Data integration technologies have evolved over the past decade, but advances to support big data are more recent. Our research shows a disparity in how well organizations handle big data integration tasks. Those that are mostly or completely adequate are accessing (for 63%), loading (60%), extracting (59%), archiving (55%) and copying (52%) data while the areas most in need of improvement are virtualizing (39%), profiling (37%), blending (34%), master data management (33%) and masking for privacy (33%). At the system level, the research finds that conventional enterprise capabilities are most often needed: load balancing (cited by 51%), cross-platform support (47%), a development and testing environment (42%), systems management (40%) and scalable execution of tasks (39%). To test the range of big data integration capabilities before it is applied to production projects, the “sandbox” has become the standard approach. For their development and testing environment, the largest percentage (36%) said they will use an internal sandbox with specialized big data. This group of findings reveals that big data integration has enterprise-level requirements that go beyond just loading data to build on advances in data integration.
Big data must not be a separate store of data but part of the overall enterprise and data architecture; that is necessary to ensure full integration and use of the data. Organizations that see data integration as critical to big data are embarking on sophisticated efforts to achieve it. The data integration capabilities most critical to their big data efforts are to develop and manage metadata that can be shared across BI systems (cited by 58%), to join disparate data sources during transformation (56%) and to establish rules for processing and routing data (56%).

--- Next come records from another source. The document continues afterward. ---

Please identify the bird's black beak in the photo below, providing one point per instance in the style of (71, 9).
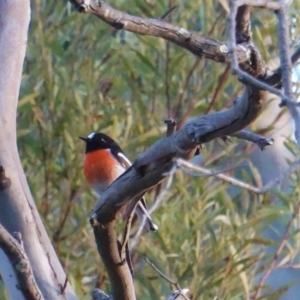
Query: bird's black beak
(84, 139)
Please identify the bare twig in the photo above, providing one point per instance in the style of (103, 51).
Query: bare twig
(155, 206)
(243, 76)
(261, 141)
(260, 3)
(258, 190)
(281, 245)
(286, 67)
(97, 294)
(127, 229)
(176, 284)
(168, 12)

For a process as complex as big data integration, choosing the right technology tool can be difficult. More than half (55%) of organizations are planning to change the way they assess and select such technology. Evaluations of big data integration tools should include considerations of how to deploy it and what sort of vendors can provide it. Almost half (46%) of organizations prefer to integrate big data on-premises while 28 percent opt for cloud-based software as a service and 17 percent have no preference. Half of organizations plan to use cloud computing for managing big data; another one-third (32%) don’t know whether they will. The research shows that the most important technology and vendor criteria used to evaluate big data integration technology are usability (very important for 53%), reliability (52%) and functionality (49%). These top three evaluation criteria are followed by manageability, TCO/ROI, adaptability and validation of vendors. Organizations are most concerned to have technology that is easy to use and can scale to meet their needs.
Big data cannot be used effectively without integration; we observe that the big data industry has not paid as much attention to information management as it should – after all, this is what enables automating the flow of data. Organizations trying to use big data without a focus on information management will have difficulty in optimizing the use of their data assets for business needs. Our research into big data integration finds that the proper technology is critical to meet these needs. We also learned from our benchmark research into big data analytics that data preparation is the largest and most time-consuming set of tasks that needs to be streamlined for best use of the analytics that reveal actionable insights. Organizations that are initiating or expanding their big data deployments whether onpremises or within cloud computing environments should have integration at the top of their priority list to ensure they do not create silos of data that they can’t fully exploit.
Regards,
Mark Smith
CEO and Chief Research Officer